Der Schwarm – oder: die Entdeckung der Gefühle
Hat bislang in den letzten 499 Büchern immer Spannung durch haarscharfe Action und intensiver Kämpfe bestanden, wird hier nun eine 180° Drehung gemacht und Spannung wird nun durch Gefühle beim Leser erzeugt.
Trostlostigkeit aber nicht ohne Belohnung (die POLO kommt zurück), Weltuntergangsstimmung aber nicht ohne Hoffnung (Identifizerung des SCHWARM und der Rochenschiffe), Verzweiflung aber nicht ohne Tatendrang (Perry hat Pläne)…
Gab es vorher nur die Identifikation durch die Leitfiguren, Loyalität und Ehrgefühl, angesalzen mit zwischenzeitlichem Humor, kommt nun die komplette Retourkutsche und die eigene Gefühle werden zu dem Thema “Verdummung” und “Homo Superior” angesprochen. Das wofür und weswegen man eigentlich die ersten 499 Hefte gelesen hat, wird plötzlich beim “Untergang” auf den Kopf gestellt und man weiß nicht wohin.

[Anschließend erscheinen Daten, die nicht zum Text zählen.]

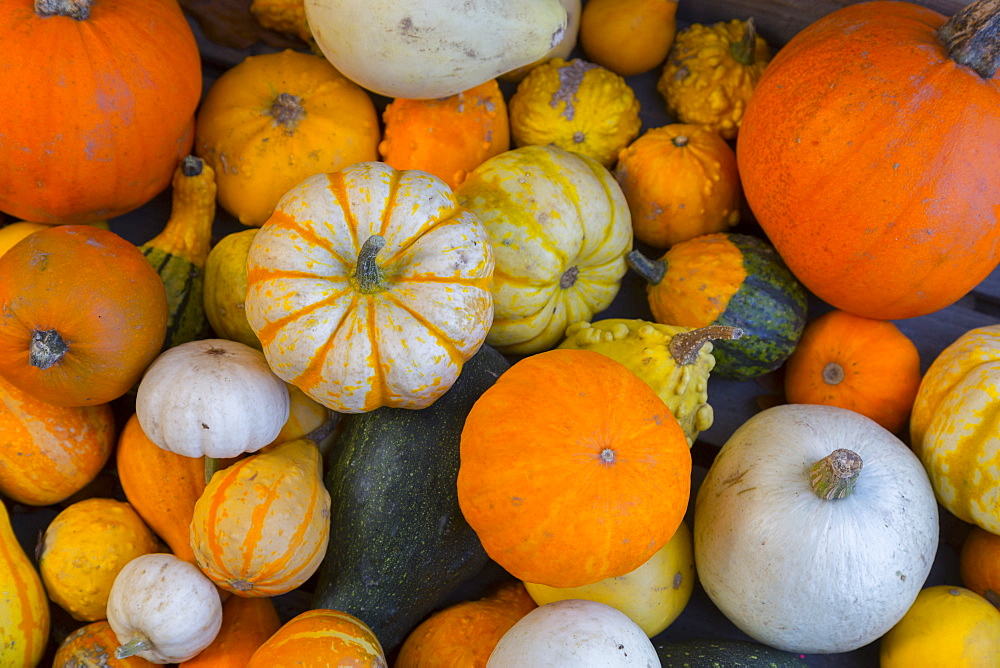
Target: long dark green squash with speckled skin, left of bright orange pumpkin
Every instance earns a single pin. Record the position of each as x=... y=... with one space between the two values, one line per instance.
x=398 y=541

Denn Perry Rhodan steht vor einem Scherbenhaufen. Er war es, der die Menschheit geeint und zu den Sternen geführt hatte. Das ist jetzt knapp 1.500 Jahre her und er muss erkennen, dass alles, wofür er gekämpft hat, in einem galaxisweiten Schicksalsschlag dem Verfall anheim gefallen ist. Alle Völker in der Milchstraße betrifft es, und so macht er sich mit den wenigen Immunen auf den Weg, das Phänomen zu erkunden und – natürlich! – das Problem zu beheben.

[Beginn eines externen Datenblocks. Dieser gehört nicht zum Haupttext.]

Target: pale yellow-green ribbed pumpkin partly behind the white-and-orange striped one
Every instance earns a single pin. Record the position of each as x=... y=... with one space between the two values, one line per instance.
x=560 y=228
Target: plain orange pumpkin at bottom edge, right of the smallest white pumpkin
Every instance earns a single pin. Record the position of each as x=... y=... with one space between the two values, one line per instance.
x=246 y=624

Am Dienstag, 20. April 1971, erschien Heft 500 und ich MUSSTE es deswegen auch gestern – also Dienstag – zu Ende lesen. Fast exakt 47 Jahre liegen dazwischen und aktueller kann es derzeit nicht sein:
Während im Hier und Jetzt der Verfall der Sitten (bspw Gewalt gegen Rettungskräfte, Thema “Gaffer”) und Infragestellung der Regierung (Pegida/AfD, Reichsbürger) quasi eine große Depression durch das Land geht, inklusiv der Verdummung durch Fake-News und Wissenschaftsverweigerern (Trump, Flat-Earth-Society…), ja selbst der Homo Superior wird mit einer relativ aktuellen Studie aufgegriffen, in welcher gnadenlose Selbstüberschatzung und größte Dummheit Hand in Hand gehen. Diese systematisch fehlerhafte Neigung inkompetenter Menschen wird Dunning-Kruger-Effekt genannt.
Aber um zu Perry Rhodan zurückzukehren: Ich bin jetzt in der Phase der Serie angelangt, die ich für sehr interessant halte. Ein bisschen zerbricht das Herz, die bislang utopische Welt des Perryversums zerbrechen zu sehen. Und genau das motiviert hier, weiter zu lesen. Klar, ich weiß, dass der Zustand 47 Real-Jahre später längst überstanden ist, aber diese Tiefstunde zu lesen, in der fast alles hoffnungslos erscheint und dumme Menschen kindliche/zombiehafte Züge entwickeln, birgt seine eigene Spannung. Und hebt die Serie Perry Rhodan auf ein neues Level der Dramatik.